Second: Conversational Description

This is where I separate the speech, so it sounds more realistic and/or add basic character descriptions.

EX:

“What?”

“It’s Emmy,” she said, and I slid the door open as I wiped my tears away. She frowned. “Are you crying?” she asked, and I shook my head. “Good.” (I cut this dialogue to make it sound younger, as Emmy is nine.) 

“What are you doing here? Where’s Leena?”

“Still sleeping.” Emmy shrugged “I was in the garden.

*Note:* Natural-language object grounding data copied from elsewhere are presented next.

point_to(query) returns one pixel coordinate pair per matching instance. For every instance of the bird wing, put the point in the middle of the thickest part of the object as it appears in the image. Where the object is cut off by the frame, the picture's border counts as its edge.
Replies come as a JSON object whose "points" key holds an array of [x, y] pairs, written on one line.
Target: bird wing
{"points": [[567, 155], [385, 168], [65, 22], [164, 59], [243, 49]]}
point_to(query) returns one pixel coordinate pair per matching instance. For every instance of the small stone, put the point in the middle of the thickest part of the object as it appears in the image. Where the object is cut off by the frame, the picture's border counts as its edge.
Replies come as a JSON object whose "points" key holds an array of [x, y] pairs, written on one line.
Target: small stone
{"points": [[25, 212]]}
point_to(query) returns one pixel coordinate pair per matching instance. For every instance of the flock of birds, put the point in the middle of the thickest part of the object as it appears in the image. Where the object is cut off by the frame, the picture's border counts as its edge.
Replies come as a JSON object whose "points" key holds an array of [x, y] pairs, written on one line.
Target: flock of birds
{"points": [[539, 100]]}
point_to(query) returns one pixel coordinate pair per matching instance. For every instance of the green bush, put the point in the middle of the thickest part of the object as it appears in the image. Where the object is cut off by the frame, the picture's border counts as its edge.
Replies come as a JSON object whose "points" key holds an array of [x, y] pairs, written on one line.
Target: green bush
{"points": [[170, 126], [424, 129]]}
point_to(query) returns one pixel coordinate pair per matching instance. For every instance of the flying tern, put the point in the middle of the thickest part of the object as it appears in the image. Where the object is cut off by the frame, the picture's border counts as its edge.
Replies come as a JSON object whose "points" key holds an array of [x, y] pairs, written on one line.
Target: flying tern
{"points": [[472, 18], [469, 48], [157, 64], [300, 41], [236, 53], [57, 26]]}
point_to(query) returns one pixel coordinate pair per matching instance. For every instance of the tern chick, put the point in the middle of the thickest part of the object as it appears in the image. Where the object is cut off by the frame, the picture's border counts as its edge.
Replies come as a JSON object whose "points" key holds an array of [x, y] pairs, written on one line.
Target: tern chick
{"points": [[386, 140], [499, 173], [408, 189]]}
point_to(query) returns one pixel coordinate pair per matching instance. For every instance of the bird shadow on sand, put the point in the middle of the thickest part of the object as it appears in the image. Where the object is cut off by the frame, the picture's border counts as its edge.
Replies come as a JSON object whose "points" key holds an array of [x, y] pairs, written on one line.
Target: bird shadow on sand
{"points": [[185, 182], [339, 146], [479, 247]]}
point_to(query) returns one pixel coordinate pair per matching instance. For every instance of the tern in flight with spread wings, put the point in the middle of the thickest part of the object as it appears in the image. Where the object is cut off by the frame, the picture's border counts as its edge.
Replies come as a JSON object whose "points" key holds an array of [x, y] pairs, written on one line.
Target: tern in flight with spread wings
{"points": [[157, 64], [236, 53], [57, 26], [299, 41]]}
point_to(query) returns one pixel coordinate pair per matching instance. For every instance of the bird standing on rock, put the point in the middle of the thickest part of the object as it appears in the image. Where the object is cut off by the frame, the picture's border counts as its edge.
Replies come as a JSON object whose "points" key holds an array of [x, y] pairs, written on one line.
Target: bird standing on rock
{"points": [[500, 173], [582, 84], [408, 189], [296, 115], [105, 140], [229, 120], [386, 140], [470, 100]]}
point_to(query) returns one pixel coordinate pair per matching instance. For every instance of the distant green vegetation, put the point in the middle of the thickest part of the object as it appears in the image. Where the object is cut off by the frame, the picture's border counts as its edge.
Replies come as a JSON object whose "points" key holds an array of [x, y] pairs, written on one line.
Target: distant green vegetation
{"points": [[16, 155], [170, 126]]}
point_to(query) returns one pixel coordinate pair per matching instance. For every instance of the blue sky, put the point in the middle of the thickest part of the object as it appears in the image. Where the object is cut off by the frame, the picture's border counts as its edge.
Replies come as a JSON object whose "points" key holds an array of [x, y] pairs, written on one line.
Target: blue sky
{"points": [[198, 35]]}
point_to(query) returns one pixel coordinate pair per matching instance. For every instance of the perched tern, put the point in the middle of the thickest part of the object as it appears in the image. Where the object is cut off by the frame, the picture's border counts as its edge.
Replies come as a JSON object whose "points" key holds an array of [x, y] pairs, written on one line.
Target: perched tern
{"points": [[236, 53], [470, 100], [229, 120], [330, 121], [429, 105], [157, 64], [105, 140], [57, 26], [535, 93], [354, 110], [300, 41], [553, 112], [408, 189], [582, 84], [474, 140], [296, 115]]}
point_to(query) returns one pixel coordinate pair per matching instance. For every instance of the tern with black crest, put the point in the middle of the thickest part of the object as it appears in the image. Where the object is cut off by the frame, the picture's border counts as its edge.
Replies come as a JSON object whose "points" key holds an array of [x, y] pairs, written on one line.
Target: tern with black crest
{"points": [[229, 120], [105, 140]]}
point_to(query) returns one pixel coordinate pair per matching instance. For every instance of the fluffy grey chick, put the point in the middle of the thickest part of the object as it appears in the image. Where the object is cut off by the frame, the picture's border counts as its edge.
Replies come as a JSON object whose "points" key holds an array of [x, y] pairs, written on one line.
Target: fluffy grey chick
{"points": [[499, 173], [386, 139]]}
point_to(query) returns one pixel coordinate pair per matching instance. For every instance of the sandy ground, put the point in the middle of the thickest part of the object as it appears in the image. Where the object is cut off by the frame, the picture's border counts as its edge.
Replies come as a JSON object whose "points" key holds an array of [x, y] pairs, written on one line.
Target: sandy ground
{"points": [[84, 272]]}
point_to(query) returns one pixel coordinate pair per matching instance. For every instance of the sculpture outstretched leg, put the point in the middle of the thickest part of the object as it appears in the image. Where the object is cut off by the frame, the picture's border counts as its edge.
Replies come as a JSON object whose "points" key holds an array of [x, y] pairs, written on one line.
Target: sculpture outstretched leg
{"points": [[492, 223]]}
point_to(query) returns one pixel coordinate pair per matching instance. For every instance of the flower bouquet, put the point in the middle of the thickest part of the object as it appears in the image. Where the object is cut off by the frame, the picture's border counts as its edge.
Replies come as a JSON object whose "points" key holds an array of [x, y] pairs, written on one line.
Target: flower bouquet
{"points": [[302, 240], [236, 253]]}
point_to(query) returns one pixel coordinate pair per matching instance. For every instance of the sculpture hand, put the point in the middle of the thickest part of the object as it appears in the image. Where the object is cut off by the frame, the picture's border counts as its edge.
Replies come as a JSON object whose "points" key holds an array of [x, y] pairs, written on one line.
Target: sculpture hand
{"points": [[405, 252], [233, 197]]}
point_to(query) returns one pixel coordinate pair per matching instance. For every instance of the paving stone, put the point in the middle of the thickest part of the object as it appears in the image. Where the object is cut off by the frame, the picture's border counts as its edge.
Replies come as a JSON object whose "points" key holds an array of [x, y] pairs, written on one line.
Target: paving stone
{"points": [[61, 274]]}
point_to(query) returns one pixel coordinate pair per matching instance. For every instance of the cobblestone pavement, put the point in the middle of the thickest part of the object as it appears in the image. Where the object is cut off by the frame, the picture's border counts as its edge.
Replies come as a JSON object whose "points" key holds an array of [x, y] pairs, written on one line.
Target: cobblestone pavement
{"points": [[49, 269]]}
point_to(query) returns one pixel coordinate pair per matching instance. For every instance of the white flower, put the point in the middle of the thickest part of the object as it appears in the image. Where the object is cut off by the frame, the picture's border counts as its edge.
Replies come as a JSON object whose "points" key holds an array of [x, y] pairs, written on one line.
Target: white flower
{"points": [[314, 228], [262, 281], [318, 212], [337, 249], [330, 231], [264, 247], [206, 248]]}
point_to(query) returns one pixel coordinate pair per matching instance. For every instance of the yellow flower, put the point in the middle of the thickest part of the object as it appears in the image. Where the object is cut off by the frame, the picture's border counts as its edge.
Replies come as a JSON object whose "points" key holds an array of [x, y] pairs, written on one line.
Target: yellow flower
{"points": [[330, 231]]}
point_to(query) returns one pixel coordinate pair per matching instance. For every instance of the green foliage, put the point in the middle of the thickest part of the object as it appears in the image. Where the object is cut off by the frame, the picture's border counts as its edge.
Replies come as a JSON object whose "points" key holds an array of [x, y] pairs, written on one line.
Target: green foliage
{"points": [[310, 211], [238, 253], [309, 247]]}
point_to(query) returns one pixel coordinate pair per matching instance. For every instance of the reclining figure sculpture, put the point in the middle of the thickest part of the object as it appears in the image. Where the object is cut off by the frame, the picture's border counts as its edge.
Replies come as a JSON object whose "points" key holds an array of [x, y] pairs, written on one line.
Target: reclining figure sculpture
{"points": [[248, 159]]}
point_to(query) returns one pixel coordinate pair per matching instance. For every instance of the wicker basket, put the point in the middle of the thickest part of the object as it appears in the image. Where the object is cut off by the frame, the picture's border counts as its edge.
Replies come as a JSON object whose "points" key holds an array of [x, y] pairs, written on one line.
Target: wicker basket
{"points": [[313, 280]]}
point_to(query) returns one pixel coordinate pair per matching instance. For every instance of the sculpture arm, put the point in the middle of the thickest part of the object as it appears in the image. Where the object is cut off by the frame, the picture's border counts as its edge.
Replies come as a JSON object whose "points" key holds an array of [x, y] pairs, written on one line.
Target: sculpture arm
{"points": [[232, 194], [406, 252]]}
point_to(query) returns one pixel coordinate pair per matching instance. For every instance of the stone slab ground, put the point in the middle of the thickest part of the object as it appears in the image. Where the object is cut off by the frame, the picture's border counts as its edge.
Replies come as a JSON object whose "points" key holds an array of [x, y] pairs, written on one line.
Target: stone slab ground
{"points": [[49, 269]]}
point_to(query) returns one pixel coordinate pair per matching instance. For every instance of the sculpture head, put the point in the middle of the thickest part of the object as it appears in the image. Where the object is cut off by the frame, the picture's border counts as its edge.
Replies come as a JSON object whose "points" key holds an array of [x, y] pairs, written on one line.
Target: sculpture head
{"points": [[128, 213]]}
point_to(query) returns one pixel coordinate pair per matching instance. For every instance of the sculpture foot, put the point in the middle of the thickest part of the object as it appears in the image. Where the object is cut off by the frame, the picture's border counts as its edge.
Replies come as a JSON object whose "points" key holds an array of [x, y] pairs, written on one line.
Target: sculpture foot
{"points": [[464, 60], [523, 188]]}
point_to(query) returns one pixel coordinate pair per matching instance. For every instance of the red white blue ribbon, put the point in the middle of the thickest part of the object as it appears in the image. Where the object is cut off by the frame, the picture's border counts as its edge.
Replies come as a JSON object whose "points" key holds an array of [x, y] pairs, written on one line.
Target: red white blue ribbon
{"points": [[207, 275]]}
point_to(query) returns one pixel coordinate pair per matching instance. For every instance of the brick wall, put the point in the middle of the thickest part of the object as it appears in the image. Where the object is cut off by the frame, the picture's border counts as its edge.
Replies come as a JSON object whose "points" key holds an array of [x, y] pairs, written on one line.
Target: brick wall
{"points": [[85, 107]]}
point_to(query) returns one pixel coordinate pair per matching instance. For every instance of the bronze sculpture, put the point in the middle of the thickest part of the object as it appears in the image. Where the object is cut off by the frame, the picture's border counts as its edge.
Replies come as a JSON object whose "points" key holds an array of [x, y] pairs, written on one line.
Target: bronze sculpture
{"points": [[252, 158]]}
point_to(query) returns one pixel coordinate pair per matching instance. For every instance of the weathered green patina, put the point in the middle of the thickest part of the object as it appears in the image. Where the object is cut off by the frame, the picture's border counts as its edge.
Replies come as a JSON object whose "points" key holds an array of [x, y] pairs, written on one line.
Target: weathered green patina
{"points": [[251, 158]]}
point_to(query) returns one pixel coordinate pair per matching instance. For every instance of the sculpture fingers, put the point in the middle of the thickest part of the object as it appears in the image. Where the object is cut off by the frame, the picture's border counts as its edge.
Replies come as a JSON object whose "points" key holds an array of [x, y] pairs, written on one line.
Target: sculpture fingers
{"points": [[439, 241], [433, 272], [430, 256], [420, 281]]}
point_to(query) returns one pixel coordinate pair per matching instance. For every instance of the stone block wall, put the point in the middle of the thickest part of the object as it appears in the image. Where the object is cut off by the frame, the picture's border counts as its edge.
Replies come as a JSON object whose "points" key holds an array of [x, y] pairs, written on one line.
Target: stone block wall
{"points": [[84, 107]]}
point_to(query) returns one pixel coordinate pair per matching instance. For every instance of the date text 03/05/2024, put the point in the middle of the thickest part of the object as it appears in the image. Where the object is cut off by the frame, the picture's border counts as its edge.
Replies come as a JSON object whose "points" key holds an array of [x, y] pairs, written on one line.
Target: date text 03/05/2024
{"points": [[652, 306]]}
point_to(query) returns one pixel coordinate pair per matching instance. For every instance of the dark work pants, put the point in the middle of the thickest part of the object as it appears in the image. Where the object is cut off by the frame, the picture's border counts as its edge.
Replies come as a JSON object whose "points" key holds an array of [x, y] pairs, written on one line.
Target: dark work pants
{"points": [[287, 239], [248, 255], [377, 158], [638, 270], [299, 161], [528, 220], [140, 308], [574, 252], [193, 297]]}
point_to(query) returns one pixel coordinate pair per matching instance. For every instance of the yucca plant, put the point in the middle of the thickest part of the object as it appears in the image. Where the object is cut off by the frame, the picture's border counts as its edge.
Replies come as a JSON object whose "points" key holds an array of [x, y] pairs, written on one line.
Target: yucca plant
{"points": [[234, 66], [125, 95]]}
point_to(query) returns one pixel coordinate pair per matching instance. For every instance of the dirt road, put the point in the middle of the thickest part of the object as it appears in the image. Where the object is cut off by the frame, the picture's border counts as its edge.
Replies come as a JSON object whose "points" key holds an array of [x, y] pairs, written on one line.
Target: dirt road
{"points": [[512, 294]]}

I don’t play much, but—” She grinned with crooked teeth. “Want to come with me?”

Third: Further Description and Edit

This part is where I add the description, placing the basic scene and adding to the dialogue with scenic descriptions

EX:

I slammed my bedroom door and pressed my back against it, sobbing. Water curled down my fingers, and I clutched my face, falling to the ground. I laid my forehead on my shaky knees as my body shuddered, vibrating as knocking rocked my entrance. (All of this is added)

“What?”

“It’s Emmy,” she said, and I scooted forward, (added necessary movement) sliding the door open as I wiped my tears away. She frowned, pulling at the ends of her curly red hair (added childish action), and rocked back and forth. “Are you crying?” she asked, and I shook my head. “Good.”

I smiled. “What are you doing here? Where’s Leena?”

“Still sleeping.” Emmy shrugged, pointing down the hall. (added—hall for scene) “I was in the garden. I don’t play much, but—” She grinned with crooked teeth. “Want to come with me?”

Four: EDIT EDIT EDIT.

It is necessary, so take that beautiful red pen of yours and get to work😀

I hope this may separate your writing into bits in which you can concentrate on important aspects one at a time, rather than worry all at once.